Stylometry - Situation or Science Fiction?
Your writing style is like your fingerprint. And I'm not talking about your handwriting here. Do we still write by hand anyway? I'm talking about your unique way of writing. Your choice of words, the way you formulate your sentences, the use of punctuation. Your language and style errors, or the absence of them. To the point or rather elaborate? Identification based on your writing style DNA is coming closer very quickly and is already being applied in practice, including in forensic analyses. Parts of Shakespeare's works were not written by himself, some stylometrists - writing style analysts - claim. True or not, who knows? Still, the development is moving very fast, driven by AI, artificial intelligence. Do you write under a pseudonym because of your sharp pen? Then you'd better watch out. It is probably only a matter of years before stylometrists, armed with a few Terabytes of AI, will figure out, with razor-sharp precision, who you are, what you write and, just as frighteningly, imitate you almost seamlessly.
Stylometry
To a certain extent, we can all recognize different writing styles. A cheerful, sad, sweet or angry text from a friend or a loved one reads differently, compared to a newspaper article, a letter from the bank, or a bailiff's writ of execution. Quite likely, we may also be able to distinguish the different styles of our favorite writers. It becomes more difficult to identify particular patterns in texts from complete strangers. Education level, age, gender, perhaps, we may still make a pretty fair guess. But beyond that? Would we be able to link a given piece of text more specifically? To a certain group? How specific can we make that group? Or even to a single person?
That is precisely the dream of stylometry, the analysis of writing styles. For a very long time, stylometry was a labor-extensive craft. Forensic stylometry has already gained fame in the past due to a number of decisive breakthroughs in criminal cases. Sometimes such breakthroughs took months of analysis. Artificial intelligence is rapidly developing, giving an entire new dimension to writing style analysis. A dream for stylometry experts. A nightmare for others. And certainly not only for criminals.
Applied stylometry
It only takes a certain dose of imagination to come up with and grasp the countless applications of stylometry. Analytical variants described here are identification of criminals and verification of the authenticity of documents. The synthetic variants, the imitation of stylometric profiles of others, are also developing very quickly, often with criminal purposes. Here too, through the use or, better said, misuse of artificial intelligence.
Identification of criminals
Criminals are nowadays smart enough not to send handwritten notes. However, their writing style can flawlessly reveal their identity. Theodore Kaczynski -1) (nicknamed 'The Unabomber') sent letter bombs between 1978 and 1995 to a large number of opponents whom he 'suspected' were strong supporters of modern technology. He himself was a promoter of an anarchist society. In 1995 he wrote his manifesto 'The Industrial Society and its Future'. When the FBI analyzed the 35,000-word document, stylometrists were able to compile a fairly clear profile. On the basis of this, Kaczynski was arrested and convicted. It was a bonus that they found an exact copy of the manifesto at his home. Nowadays, there are known cases in which authors are identified on the basis of just a few lines.

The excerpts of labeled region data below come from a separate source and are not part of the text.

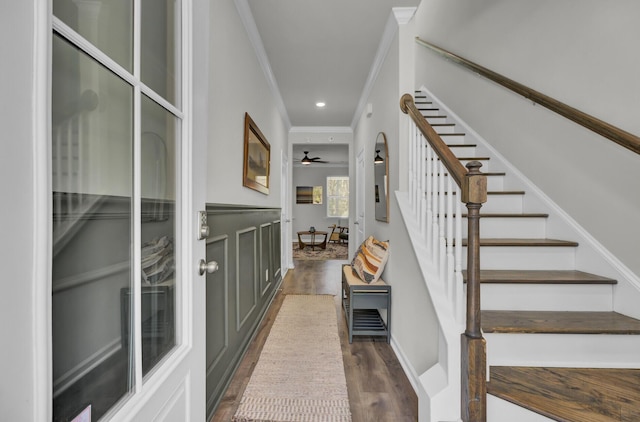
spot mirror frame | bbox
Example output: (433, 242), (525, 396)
(373, 132), (389, 223)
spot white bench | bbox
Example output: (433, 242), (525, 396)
(342, 265), (391, 343)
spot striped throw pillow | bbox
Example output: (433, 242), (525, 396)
(351, 236), (389, 283)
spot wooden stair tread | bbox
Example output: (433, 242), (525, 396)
(438, 171), (507, 177)
(481, 311), (640, 334)
(438, 157), (491, 161)
(462, 238), (578, 246)
(462, 270), (617, 284)
(487, 366), (640, 422)
(444, 190), (526, 195)
(476, 212), (549, 218)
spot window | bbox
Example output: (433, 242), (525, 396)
(327, 176), (349, 218)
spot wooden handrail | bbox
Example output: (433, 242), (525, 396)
(416, 37), (640, 154)
(400, 94), (487, 422)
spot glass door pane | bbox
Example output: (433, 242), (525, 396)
(51, 34), (133, 421)
(140, 95), (179, 375)
(53, 0), (133, 72)
(140, 0), (181, 107)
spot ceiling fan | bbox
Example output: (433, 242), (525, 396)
(300, 151), (328, 166)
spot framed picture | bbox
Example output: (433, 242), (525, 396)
(296, 186), (313, 204)
(242, 113), (271, 195)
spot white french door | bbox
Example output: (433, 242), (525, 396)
(51, 0), (208, 421)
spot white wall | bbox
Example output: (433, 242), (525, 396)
(354, 20), (438, 374)
(0, 0), (51, 421)
(207, 0), (288, 207)
(414, 0), (640, 275)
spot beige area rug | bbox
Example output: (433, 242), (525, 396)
(293, 242), (349, 260)
(233, 295), (351, 422)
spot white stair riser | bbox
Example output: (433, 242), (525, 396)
(462, 217), (546, 238)
(487, 176), (504, 192)
(463, 246), (575, 270)
(440, 138), (468, 148)
(478, 195), (524, 214)
(458, 157), (491, 173)
(424, 176), (504, 189)
(480, 283), (613, 312)
(487, 394), (554, 422)
(426, 114), (451, 124)
(484, 333), (640, 368)
(434, 122), (456, 134)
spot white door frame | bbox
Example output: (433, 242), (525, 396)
(353, 148), (366, 248)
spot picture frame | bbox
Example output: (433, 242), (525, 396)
(296, 186), (313, 204)
(242, 113), (271, 195)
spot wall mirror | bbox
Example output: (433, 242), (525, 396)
(373, 132), (389, 223)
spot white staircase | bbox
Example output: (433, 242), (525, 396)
(399, 89), (640, 422)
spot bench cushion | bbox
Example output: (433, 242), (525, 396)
(342, 265), (387, 287)
(351, 236), (389, 283)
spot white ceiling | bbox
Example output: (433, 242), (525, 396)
(292, 144), (349, 167)
(245, 0), (420, 127)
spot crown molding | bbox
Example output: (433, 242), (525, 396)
(289, 126), (353, 134)
(234, 0), (291, 130)
(391, 7), (417, 25)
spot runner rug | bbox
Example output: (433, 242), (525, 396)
(233, 295), (351, 422)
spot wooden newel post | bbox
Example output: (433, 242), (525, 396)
(461, 161), (487, 422)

Author identification - other reasons
Author identification does not always have to be aimed at tracking down criminals, although the dividing line here is vague. Up to what point does freedom of speech still apply and where is it violated? And, especially in countries with less self-evident freedom of expression, which jurisdiction applies? And, as a well-known Indian-British writer once found out, will these countries care about jurisdictions that apply outside their territorial borders anyway?
This is one of the (many) reasons for using pseudonyms. In this case, an author writes under a fictitious name and sometimes, but often deliberately not, can be linked to the real name. But here too, the marriage of convenience between stylometry and artificial intelligence throws a wrench in the works. The message is clear. The anonymity of the pseudonym will sooner or later be over.

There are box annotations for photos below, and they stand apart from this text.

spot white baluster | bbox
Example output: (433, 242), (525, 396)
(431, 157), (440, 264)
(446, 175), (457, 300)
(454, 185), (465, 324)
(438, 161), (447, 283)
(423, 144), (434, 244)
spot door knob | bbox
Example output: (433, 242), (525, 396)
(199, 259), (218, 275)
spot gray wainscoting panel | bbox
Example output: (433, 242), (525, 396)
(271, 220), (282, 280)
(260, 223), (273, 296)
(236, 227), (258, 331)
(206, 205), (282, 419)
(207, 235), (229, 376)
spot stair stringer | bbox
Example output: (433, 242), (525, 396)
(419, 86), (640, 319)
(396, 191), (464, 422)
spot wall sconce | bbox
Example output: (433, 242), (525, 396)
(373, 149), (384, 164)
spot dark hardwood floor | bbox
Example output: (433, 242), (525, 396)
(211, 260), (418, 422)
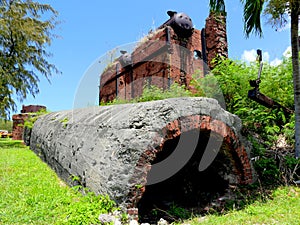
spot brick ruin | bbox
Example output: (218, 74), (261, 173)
(30, 98), (254, 222)
(12, 105), (46, 140)
(99, 11), (228, 104)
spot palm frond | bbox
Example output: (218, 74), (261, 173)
(209, 0), (226, 14)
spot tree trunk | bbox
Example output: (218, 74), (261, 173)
(291, 1), (300, 158)
(205, 12), (228, 69)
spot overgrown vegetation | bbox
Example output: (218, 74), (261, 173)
(0, 140), (115, 225)
(207, 58), (300, 185)
(0, 118), (12, 133)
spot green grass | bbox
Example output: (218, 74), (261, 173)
(0, 141), (114, 225)
(0, 140), (300, 225)
(185, 187), (300, 225)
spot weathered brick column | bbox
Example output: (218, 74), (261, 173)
(30, 98), (253, 213)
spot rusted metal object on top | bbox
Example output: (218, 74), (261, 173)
(158, 11), (194, 37)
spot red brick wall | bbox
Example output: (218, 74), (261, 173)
(12, 114), (28, 140)
(99, 27), (203, 102)
(128, 115), (253, 208)
(12, 105), (46, 140)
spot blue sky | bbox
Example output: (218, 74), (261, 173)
(13, 0), (290, 114)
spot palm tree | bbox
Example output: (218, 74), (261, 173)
(205, 0), (228, 69)
(241, 0), (300, 158)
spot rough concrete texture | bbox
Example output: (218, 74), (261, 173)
(205, 13), (228, 69)
(30, 98), (252, 211)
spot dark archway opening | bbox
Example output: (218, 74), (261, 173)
(138, 130), (232, 223)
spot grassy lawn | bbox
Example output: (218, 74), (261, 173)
(0, 140), (113, 225)
(0, 140), (300, 225)
(185, 187), (300, 225)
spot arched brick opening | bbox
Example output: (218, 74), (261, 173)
(128, 115), (253, 221)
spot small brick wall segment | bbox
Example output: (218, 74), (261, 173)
(30, 98), (253, 211)
(12, 105), (46, 140)
(12, 114), (28, 140)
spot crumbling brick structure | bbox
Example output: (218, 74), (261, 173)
(99, 11), (228, 103)
(12, 105), (46, 140)
(99, 12), (205, 103)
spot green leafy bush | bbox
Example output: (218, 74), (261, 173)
(24, 109), (49, 129)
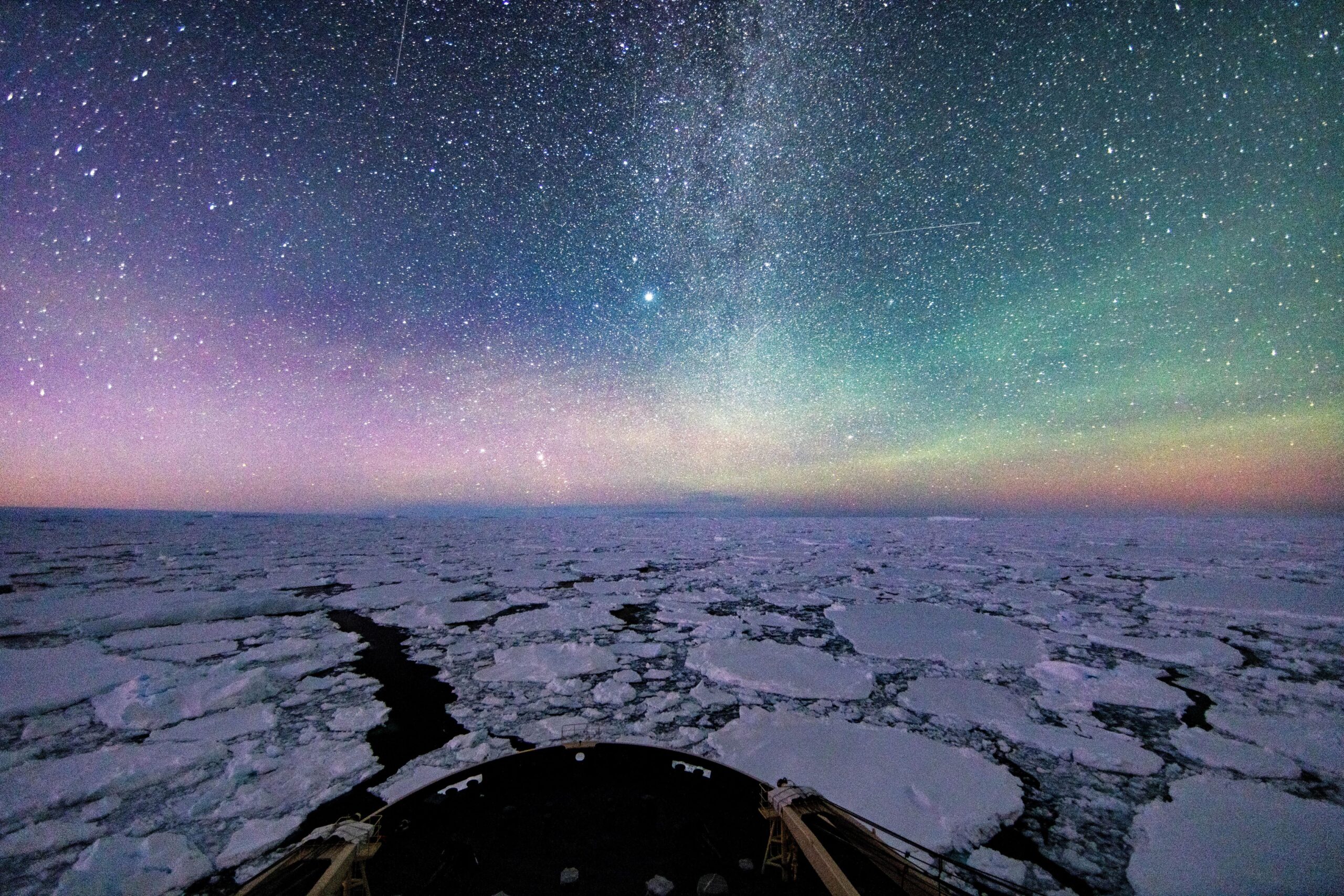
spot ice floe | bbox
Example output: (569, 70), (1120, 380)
(0, 641), (170, 719)
(0, 512), (1344, 896)
(476, 644), (620, 681)
(686, 639), (872, 700)
(826, 603), (1046, 663)
(1144, 576), (1344, 622)
(708, 707), (1022, 849)
(1128, 775), (1344, 896)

Authentication verification of documents
The Vrije Universiteit Amsterdam (Free University of Amsterdan - VU) mentions authorship determination as the most important application of stylometry. The relevant web page of the VU -2) seems somewhat dated to me, although authorship determination is, obviously, enormously important from an academic perspective. Consider, for example, the authenticity determination of theses, identification of plagiarism in scientific research and the outsourcing of writing work to so-called ghost writers (people who write as 'writing slaves' in the service of others who are too lazy or incompetent to write themselves).

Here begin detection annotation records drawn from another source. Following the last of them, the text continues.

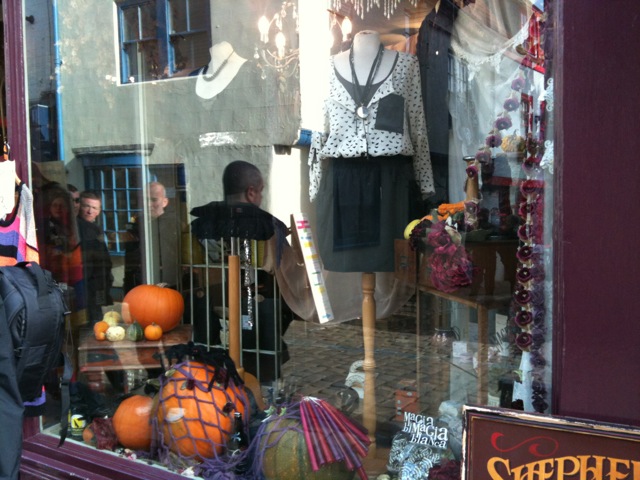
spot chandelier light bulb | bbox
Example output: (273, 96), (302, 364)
(276, 32), (287, 58)
(258, 15), (271, 43)
(341, 17), (353, 42)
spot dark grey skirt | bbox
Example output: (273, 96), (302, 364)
(316, 155), (419, 272)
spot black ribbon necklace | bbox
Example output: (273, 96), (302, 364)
(349, 44), (384, 120)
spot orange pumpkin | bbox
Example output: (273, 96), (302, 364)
(144, 323), (162, 341)
(93, 320), (110, 340)
(122, 285), (184, 332)
(112, 395), (153, 450)
(157, 362), (248, 461)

Too intelligent for artificial intelligence?
'Computers will never win over the human mind' is the big mistake that we as humanity make, time and again, in our unbridled arrogance, until we are put in our place, every now and then. The chess computer Deep Blue, which wiped Garry Kasparov off the board in 1997. The Israeli Waze, which made map reading redundant in 2008. Commonly used self-driving cars are only a matter of time. And so is the stylometric computer: write an A4 and I know who you are.
There are always those who try to outsmart 'the computer'. With varying degrees of success. Gari Kasparov was punished mercilessly when he thought he could mislead Deep Blue. And there are also experiments with authors who try to trip up the stylometric computer program, for example by deliberately making language errors or building in crooked sentence structures. But modern artificial intelligence can pick this up and even add characteristics to the 'author DNA'. Authors seem to have their own personal preferences for making 'stupid mistakes'. 'Everything you say will be used against you' thus takes on a new dimension.
Synthetic stylometry
If we think a little deeper about the possibilities of synthetic stylometry, it all becomes very scary. Suppose a criminal could steal my entire email and text files. With a decent portion of computer capacity it should not be that complicated to analyse my communication style, possibly per addressee too. After all, I communicate differently with my wife than with the tax authorities. If that criminal is going to use my email address, my text number, my social media and my stylometric analysis to send messages in my name, and is even able to send realistic answers to any questions, then it all suddenly looks very scary. Can you feel, where the real danger of stylometry lies?
Privacy aspects
The last word has not yet been said about the privacy aspects. If personal writing characteristics are identifiable, they can also be recorded. What rules will apply to this? The same rules as for storing fingerprints and DNA? What exactly will be recorded? What is the evidentiary value of a 'match'? What conclusions will be drawn from the data? Mrs. M uses the expression 'I'll make mincemeat of you' twice in a text of 700 words. Does that mean that she fits the profile of a serial killer?
So now, what?
The message is to stay sharp! Keep being aware of what you write, as the time of the anonymity of the pseudonym will come to an end. Play it straight, if you haven't already, because plagiarism is no longer going under the radar. And arm yourself against abuse of your stylometric profile by malicious people. The consequences of losing control over your email, your text and your social media will only get worse. Protect these, like you protect your own home.
Footnotes
1) https://www.youtube.com/watch?v=-EVXdhstw14&t=27s - This is a link to YouTube material published by Erica Brozovsky, who owns all copyrights. Use of this material must comply with all YouTube terms.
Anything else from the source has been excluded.